The Commission is consulting informally on principles for legal certainty on securities holding and dispositions. The main proposal is that EU law should regulate the legal framework that governs holding and disposition of securities held through securities accounts, and the processing of rights flowing from these securities. Because of varying national laws and rules on dematerialised securities holding, the Commission believes EU law should ensure that:
- all account providers are regulated at EU level (probably under MiFID);
- there should be clear conflicts of laws arrangements in line with measures such as the Settlement Finality and Financial Collateral Directives;
- there are compatible substantive law arrangements; and
- investors can fully exercise their rights.
However, the Commission is adamant that EU laws should not cover the question of who individual jurisdictions regard as the legal holder of securities, nor should they address creation, recording or reconciliation of securities against their issuer by central securities depositories, central banks, transfer agents or registrars.
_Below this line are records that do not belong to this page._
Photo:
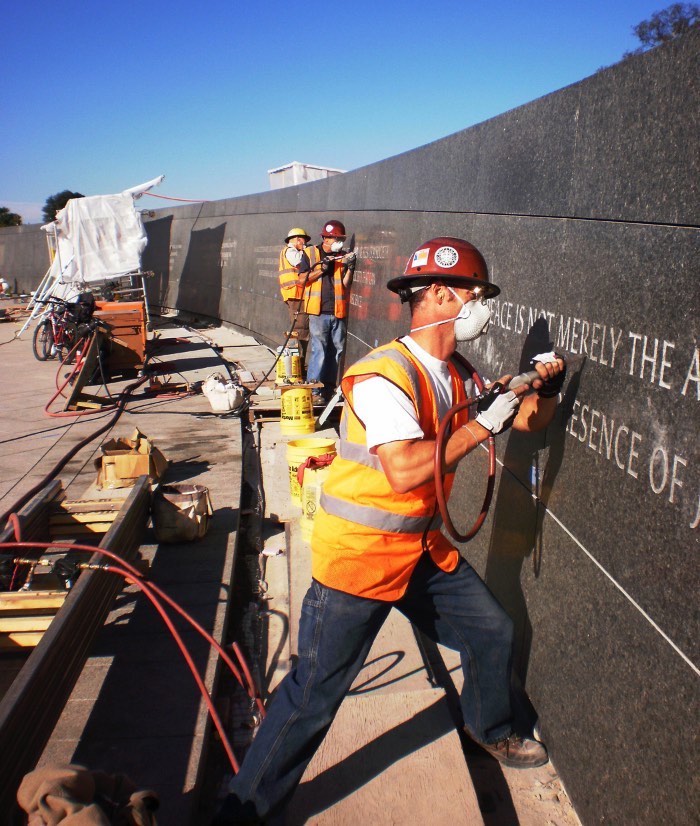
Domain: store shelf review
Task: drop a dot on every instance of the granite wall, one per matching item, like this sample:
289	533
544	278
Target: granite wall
585	205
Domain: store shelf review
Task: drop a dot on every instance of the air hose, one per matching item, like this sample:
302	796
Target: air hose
441	441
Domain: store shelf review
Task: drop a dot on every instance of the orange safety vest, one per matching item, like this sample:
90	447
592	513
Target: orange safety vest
289	275
368	538
342	295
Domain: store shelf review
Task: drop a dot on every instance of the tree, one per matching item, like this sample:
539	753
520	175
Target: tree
666	25
56	202
9	219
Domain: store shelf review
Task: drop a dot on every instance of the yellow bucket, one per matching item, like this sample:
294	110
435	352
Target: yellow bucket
298	451
297	415
310	497
289	369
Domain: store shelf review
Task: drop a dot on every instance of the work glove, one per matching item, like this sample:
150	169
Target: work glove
497	409
552	387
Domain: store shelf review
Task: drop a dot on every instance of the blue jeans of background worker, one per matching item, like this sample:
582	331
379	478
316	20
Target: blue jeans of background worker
336	633
327	342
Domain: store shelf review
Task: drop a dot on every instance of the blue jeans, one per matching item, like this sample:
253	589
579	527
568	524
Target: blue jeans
327	334
336	632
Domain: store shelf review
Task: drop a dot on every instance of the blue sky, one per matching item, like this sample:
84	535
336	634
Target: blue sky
99	97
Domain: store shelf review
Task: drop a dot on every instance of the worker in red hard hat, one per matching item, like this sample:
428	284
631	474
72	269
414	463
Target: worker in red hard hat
327	297
377	542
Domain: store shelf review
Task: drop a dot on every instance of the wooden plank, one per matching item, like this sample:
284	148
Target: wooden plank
20	640
31	600
58	531
11	625
78	518
88	505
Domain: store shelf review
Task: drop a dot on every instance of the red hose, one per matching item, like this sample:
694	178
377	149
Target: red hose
439	468
145	587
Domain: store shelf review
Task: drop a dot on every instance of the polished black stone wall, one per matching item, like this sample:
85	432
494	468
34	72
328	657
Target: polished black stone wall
585	205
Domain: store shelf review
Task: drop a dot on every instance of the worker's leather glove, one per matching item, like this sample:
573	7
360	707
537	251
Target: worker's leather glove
552	387
497	409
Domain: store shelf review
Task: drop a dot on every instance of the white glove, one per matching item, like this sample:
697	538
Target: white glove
496	412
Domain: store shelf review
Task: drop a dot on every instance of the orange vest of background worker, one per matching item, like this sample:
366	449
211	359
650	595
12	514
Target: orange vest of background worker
326	302
367	537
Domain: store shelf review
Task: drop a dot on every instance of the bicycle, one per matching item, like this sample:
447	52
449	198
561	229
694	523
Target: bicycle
57	332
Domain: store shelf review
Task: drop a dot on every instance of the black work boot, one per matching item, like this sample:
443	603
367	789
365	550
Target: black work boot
517	752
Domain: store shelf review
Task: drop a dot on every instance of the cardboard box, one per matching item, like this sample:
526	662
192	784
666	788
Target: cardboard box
124	460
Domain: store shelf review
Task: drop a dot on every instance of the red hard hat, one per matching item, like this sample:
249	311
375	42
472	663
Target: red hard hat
453	261
333	229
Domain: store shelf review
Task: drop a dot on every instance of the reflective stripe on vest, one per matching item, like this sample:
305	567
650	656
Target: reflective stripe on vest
379	519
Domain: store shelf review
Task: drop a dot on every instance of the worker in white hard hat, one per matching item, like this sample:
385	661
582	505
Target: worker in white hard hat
295	263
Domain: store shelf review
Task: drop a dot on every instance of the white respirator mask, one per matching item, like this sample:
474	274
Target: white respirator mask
471	321
294	255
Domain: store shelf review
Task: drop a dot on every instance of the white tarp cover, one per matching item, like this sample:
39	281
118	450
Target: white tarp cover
99	237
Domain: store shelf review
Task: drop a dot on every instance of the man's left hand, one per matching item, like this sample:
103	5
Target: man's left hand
551	368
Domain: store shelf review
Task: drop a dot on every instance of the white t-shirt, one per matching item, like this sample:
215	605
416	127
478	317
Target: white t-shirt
387	413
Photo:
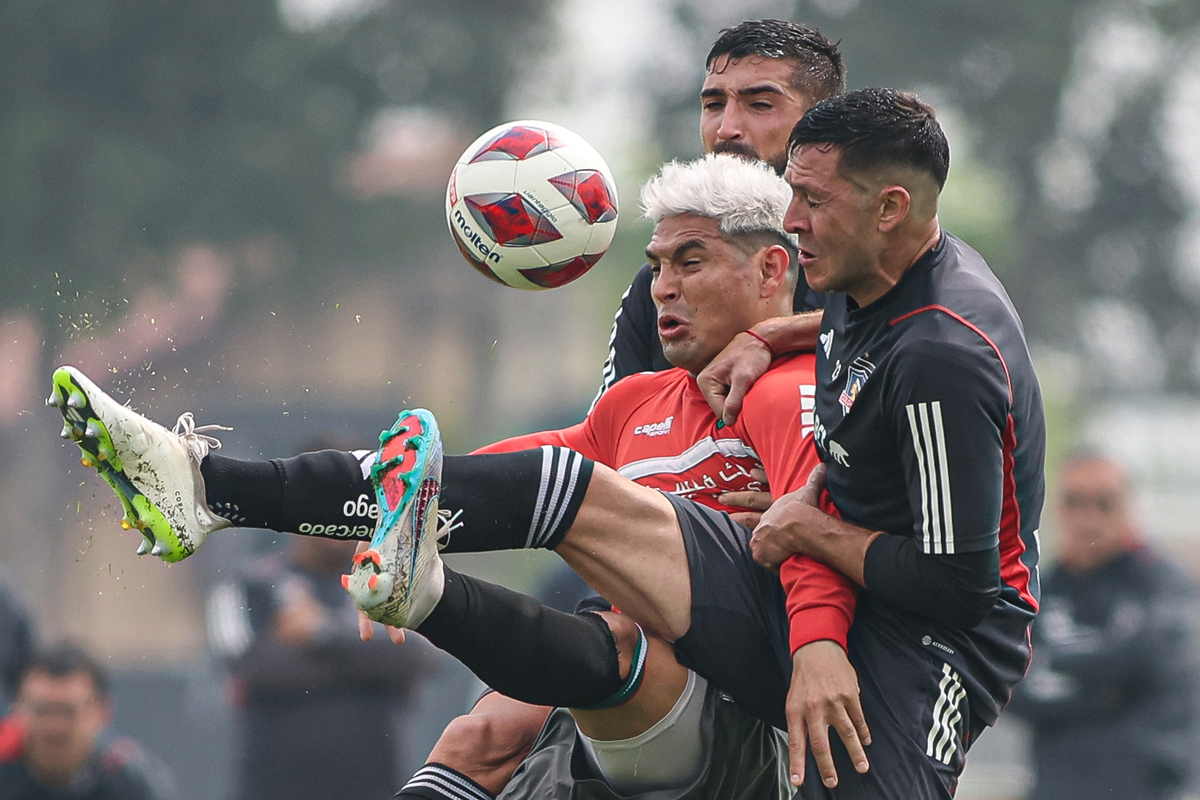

The proposal also covers:
- sharing functions carried out by account providers;
- clarifying the minimum rights that securities on the credit of a securities account should confer;
- that national laws should provide for acquisitions and disposals of account-held securities to happen by credit or debit to the account (but national law should not contravene EU-level principles in this regard);
- effectiveness in insolvency;
- circumstances in which reversal is possible and protection of acquirers against reversal;
- consistent priority rules;
- protection of account holders in the case of account provider insolvency;
- instructions (which should in principle come only from the account holder);
- how creditors of account holders can "attach" account-held securities, and attachment by creditors of the account provider;
- how to determine applicable law (which should be the law of the country where the account holder maintains the securities account – where applicable the law of the branch that handles the relationship with the account holder will be relevant);
- cross-border recognition of rights attached to securities;
- passing on information;
- requiring the account provider to help determination of an exercise of rights attached to securities at the request of the ultimate account holder;
- ensuring charges do not discriminate between domestic and cross-border holdings;
- exercise of rights flowing from securities by the account provider on the basis of contract; and
- regulating the status of the account provider (so the MiFID ancillary service of "safekeeping of securities etc" will become an investment service).
The Commission wants comments by 1 January 2011.